Forexpros – The euro erased losses against the U.S. dollar on Tuesday, supported by hopes that European leaders will find a solution to the region’s debt crisis at this week’s summit and after stronger-than-expected German factory orders data.

EUR/USD pulled back from 1.3332, the pair’s lowest since November 30, to hit 1.3405 during European early afternoon trade, inching up 0.03%.

The pair was likely to find support at 1.3258, the low of November 30 and resistance at 1.3406, the day’s high.

The euro found support after German Chancellor Angela Merkel said European Union leaders will take important decisions to stabilize the euro zone at a summit later this week and brushed off Standard & Poor’s warning of a possible joint downgrade of euro zone nations.
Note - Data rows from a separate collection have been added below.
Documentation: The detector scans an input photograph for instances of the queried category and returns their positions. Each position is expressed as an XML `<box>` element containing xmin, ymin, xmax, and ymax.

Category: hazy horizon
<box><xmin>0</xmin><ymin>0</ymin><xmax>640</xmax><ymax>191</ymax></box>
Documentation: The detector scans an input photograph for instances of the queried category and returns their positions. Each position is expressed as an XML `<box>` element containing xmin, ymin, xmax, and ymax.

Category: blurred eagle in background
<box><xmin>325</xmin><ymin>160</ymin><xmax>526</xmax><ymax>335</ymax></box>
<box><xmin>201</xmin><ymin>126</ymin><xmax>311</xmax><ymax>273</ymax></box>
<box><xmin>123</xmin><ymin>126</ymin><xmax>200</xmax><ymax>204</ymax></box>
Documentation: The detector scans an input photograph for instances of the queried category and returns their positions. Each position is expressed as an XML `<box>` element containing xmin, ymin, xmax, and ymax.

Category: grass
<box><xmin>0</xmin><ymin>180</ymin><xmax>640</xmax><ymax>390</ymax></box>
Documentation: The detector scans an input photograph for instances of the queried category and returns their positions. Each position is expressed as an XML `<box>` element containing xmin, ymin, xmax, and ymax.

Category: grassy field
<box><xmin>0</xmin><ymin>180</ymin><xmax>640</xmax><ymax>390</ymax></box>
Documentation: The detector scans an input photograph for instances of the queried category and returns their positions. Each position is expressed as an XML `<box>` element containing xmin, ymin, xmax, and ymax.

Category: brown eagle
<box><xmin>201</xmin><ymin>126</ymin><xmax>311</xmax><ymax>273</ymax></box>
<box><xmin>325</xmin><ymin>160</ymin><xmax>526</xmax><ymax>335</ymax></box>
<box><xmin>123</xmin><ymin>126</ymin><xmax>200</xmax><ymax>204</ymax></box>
“What a rating agency does is the responsibility of the ratings agency,” Merkel said.

“We will take decisions on Thursday and Friday that we consider important and indispensable, and with that make a contribution to the stabilization of the euro zone,” she added, warning that this would be a lengthy process.

S&P put the long-term sovereign-debt ratings of 15 euro zone members, including Germany, Italy and Spain on negative watch and flagged a potential two-notch downgrade for France.

On Monday, Merkel and French President Nicolas Sarkozy outlined proposed reforms to EU treaties to strictly enforce budget discipline and restore investor confidence in the single currency zone, which will be discussed at the summit.

Elsewhere, official data showed that German industrial orders for October posted their strongest rise since March 2010.

The euro also edged higher against the pound, with EUR/GBP rising 0.12% to hit 0.8574.

Also Tuesday, Eurostat said that the euro zone’s gross domestic product expanded in line with expectations in the third quarter, growing by 0.2%, unchanged from an initial estimate.